Now here's the crucial need of continuity: $f: X \rightarrow Y$ is continuous if and only if for every $B \subset Y$ $\overline{f^{-1}(B)} \subset f^{-1}(\overline{B})$ (for the proof of this, it should be in the beginning of Rudin's chapter on continuity). Hence, we see

$\overline{f^{-1}(B_1)} \cap f^{-1}(B_2) \subset f^{-1}(\overline{B_1}) \cap f^{-1}(B_2)$ =$ f^{-1}(\overline{B_1} \cap B_2)$ = $f^{-1}(\emptyset)$ = $\emptyset$, so we have $\overline{B_1} \cap B_2 \subset \emptyset$. S we see $\overline{B_1} \cap B_2 = \emptyset$.

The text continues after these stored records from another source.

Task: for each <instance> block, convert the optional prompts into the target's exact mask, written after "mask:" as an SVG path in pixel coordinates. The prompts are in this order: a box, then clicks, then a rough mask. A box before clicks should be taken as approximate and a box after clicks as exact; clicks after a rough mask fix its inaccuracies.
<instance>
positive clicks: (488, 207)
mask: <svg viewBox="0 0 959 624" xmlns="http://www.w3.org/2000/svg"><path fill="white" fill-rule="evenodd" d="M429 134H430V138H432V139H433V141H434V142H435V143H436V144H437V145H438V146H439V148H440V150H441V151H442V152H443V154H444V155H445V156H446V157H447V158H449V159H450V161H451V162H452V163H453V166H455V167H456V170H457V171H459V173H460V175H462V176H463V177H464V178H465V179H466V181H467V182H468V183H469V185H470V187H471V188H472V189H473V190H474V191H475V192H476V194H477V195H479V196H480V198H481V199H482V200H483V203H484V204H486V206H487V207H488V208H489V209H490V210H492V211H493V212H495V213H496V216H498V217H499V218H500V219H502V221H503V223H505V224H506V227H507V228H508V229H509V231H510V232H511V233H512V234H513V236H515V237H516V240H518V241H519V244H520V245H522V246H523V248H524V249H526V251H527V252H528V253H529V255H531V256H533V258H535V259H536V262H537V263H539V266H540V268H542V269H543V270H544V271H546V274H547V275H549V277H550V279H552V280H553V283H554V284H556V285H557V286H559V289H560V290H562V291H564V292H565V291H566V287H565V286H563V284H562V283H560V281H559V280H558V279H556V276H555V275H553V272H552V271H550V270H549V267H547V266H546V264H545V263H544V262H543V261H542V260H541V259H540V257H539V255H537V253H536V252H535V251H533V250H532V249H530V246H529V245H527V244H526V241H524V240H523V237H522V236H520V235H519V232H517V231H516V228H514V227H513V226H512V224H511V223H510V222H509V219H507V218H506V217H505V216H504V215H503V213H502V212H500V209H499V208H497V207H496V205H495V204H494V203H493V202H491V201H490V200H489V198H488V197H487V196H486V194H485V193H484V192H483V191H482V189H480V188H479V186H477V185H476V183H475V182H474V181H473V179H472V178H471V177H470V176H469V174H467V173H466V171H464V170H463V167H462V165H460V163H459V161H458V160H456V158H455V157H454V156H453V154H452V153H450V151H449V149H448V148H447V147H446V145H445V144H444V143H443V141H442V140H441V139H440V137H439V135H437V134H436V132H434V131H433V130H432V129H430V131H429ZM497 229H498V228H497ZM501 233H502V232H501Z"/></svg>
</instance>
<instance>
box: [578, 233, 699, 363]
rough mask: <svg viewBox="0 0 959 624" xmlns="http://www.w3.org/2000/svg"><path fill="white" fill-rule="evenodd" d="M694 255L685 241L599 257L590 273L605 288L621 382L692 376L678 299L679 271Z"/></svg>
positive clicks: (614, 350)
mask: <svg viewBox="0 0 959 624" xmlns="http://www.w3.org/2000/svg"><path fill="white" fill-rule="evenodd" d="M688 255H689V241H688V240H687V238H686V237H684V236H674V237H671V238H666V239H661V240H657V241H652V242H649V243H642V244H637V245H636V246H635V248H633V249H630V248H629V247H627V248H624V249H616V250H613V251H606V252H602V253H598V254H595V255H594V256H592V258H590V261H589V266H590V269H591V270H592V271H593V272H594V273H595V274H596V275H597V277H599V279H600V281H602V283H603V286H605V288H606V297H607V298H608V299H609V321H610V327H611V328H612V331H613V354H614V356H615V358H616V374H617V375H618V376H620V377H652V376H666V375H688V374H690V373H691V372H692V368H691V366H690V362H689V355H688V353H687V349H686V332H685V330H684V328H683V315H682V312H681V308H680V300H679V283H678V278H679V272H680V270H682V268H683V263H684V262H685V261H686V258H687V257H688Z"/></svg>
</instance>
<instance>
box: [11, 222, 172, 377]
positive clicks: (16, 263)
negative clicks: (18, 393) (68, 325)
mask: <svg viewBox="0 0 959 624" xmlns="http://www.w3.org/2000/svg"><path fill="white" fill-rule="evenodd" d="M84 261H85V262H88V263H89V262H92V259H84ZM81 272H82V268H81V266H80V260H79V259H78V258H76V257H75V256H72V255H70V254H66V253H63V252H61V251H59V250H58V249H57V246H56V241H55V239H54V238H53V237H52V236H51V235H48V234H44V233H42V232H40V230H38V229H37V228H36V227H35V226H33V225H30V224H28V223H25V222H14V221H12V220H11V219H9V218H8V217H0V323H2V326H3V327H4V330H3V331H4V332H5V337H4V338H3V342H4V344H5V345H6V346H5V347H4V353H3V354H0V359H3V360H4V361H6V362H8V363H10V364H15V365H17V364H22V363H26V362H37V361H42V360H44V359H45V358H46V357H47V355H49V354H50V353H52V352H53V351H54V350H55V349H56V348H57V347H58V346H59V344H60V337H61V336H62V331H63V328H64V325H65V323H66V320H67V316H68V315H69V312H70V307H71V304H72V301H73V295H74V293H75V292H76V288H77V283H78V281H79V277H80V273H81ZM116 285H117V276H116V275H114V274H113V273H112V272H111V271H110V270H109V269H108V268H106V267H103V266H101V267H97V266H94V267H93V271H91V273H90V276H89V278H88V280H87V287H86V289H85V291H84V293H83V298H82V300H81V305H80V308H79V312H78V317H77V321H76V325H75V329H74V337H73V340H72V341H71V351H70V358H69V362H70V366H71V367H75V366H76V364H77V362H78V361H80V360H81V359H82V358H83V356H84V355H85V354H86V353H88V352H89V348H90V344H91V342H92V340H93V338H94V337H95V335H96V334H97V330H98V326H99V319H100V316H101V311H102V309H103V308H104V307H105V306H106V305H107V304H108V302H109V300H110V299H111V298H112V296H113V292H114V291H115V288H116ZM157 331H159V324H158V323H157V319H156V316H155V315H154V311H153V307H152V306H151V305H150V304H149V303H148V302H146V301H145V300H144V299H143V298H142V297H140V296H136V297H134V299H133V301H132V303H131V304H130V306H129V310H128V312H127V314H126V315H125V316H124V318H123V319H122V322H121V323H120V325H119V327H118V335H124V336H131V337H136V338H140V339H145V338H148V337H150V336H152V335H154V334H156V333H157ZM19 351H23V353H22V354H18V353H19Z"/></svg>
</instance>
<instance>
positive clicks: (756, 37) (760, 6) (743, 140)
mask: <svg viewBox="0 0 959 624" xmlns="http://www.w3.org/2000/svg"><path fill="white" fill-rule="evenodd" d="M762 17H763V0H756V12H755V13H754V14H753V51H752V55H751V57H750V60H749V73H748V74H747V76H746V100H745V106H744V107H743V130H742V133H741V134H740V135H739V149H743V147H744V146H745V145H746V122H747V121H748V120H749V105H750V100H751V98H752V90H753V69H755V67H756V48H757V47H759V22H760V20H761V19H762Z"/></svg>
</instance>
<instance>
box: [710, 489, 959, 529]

Now repeat the above proof for $\overline{B_2} \cap B_1$. Now we have shown $X = B_1 \cap B_2$ where $\overline{B_2} \cap B_1 = \overline{B_1} \cap B_2 = \emptyset$, so $X$ is disconnected, but this is our desired contradiction.

Answer 4

This is not a formal answer; here we offer a 'loose explanation':

Functions do not have to be $\text{1:1}$ since many elements in the domain can be be mapped to the same point in the codomain (target) set. In general, if $f: X \to Y$ is a function and $y_0$ is any element in $Y$ that is 'hit' by the function $f$, then we have a 'fiber' of the points in $X$ that get mapped to $y_0$, and we can view the function as 'collapsing' $f^{-1}(y_0)$ onto $y_0$.

The set of all fibers partition $X$. But it is easy now to also visualize coarser partitions on $X$ by looking at partitions on the image $f(Y)$ besides the finest one of singleton blocks.

How about a concrete example where all fibers are lines? Consider the set of points $Y \subset \mathbb R \times \mathbb R$ where $(a,b) \in Y \text{ iff } [a^2 + b^2 = 1 \text{ or } a^2 + b^2 = 4]$. Let $X \subset \mathbb R^3$ be all the points $(a,b,c)$ such that $(a,b) \in Y$.

Now try to visualize the continuous and surective projection mapping $\pi: X \to Y$

$\quad (a,b,c) \mapsto (a,b)$

as collapsing fibers.

Notice that $Y$ is not a connected space, so by our theorem $X$ can't be connected.